Novel interrupted: Our reporter in Istanbul

She concludes, “On my street, spirits seem to be high. Someone is playing ‘Bella, Ciao’ on a boom-box, and I can hear cheering and clapping. But every now and then the spring breeze carries a high, whistling, screaming sound, and the faint smell of pepper gas.”

But that was already a few days ago.

I text messaged my Turkish friend, Eren Göknar, for her take on Elif’s article, and an update:  “I’m getting posts from friends of relatives showing people bloodied up by tear gas canisters thrown at them. There was a cell phone shot of Ankara police helmuts with their IDs taped up so they wouldn’t be identified. The violence to peaceful protestors is shocking. I don’t know if you’ve gotten the links with the ‘I am çapuling’ rap, but it’s hysterical. The protesters are playing on Erdogan’s accusation that they are mainly ‘looters’ or Çapuls in Turkish, or fringe elements of society.

“Frankly, I’m relieved to see ordinary Turks standing up to the prime minister, who has gone way too far by injecting his own morality into the mainstream. The alcohol prohibition is minor compared to the jailing of journalists and suppression of free speech, of course.” She reports that her father told her that restaurants get around the alcohol ban by having code words for “Raki” on the menu – “just like during Prohibition times here.”
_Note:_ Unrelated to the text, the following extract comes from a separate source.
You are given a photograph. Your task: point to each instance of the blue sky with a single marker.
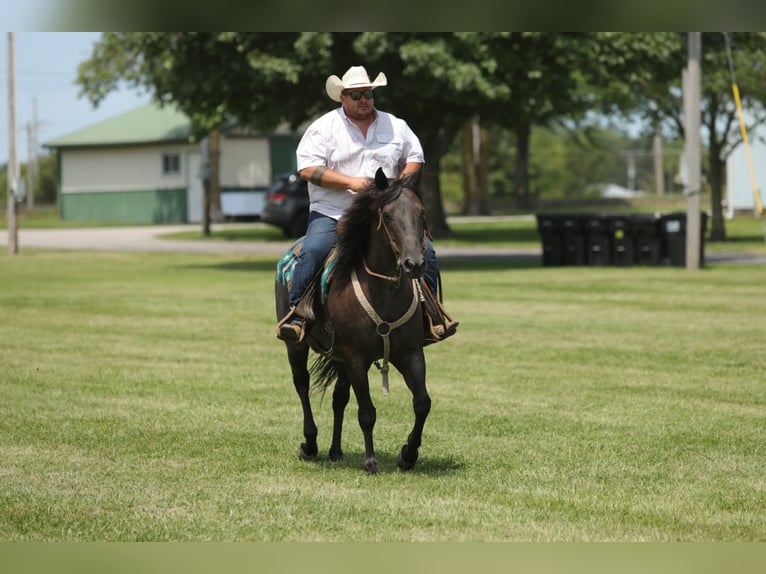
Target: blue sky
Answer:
(46, 67)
“But to see young teens arrested for posting Twitter comments really underscores his lack of concern for freedom of speech, to say the least. Hopefully, these protests will put an end to his administration, because he’s not good for Turkey in the long run. He can’t run the country like a Saudi Arabian fiefdom, Turks are too independent. The protesters represent the other half of voters who want a say in urban planning, consideration for the environment, and Turkey’s secular history. I also doubt that he got his votes without buying them in some way. I heard tales of his giving gifts to poor villagers to vote for him. These protesters are saying they’re willing to tolerate others’ religious views, but they want full participation in a true democracy–and separation of government and religion. The Gezi Park bulldozing was even more symbolic because this is where wreaths were often laid at the statue of Ataturk during national holidays – and he said he wanted to build a mosque there. Kind of ironic, considering Ataturk wanted to separate religion from the government. Erdogan’s votes don’t give him an excuse to rule autocratically, it just isn’t going to fly.”
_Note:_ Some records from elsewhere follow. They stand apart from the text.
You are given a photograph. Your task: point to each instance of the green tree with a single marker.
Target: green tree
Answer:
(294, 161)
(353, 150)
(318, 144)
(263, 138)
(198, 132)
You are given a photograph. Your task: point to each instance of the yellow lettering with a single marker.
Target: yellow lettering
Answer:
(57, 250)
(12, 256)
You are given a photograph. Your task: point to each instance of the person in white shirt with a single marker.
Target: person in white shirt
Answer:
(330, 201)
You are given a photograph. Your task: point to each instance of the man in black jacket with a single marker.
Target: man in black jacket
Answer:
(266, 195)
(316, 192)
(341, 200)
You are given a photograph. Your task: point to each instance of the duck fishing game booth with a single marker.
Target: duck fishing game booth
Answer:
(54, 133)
I could use a little Raki myself about now.

ErdagGoknarPostscript: Eren’s bro Erdağ Göknar of Duke University has an article here:  “This is not the outcome Prime Minister Erdoğan expected when he dismissed a handful of protestors in an Istanbul park just days before with his usual swagger. ‘I decided. It will be done,’ he quipped about the construction of a replica Ottoman barracks and mall in Gezi Park. Then, in telling irony, he left the country in chaos for a four-day ‘friendship’ trip to Arab Spring countries.  One of the signs that greeted Erdoğan in Morocco read, ‘We don’t want criminals visiting our country.’ This is a far cry from his reception fresh off the Arab Spring two years ago, when he was welcomed as a hero.”

Postscript on 6/6:  We’ve updated with Elif’s photo from the park, tweeted a few minutes ago.  Could I post it?  I asked.  “Absolutely!” she tweeted back.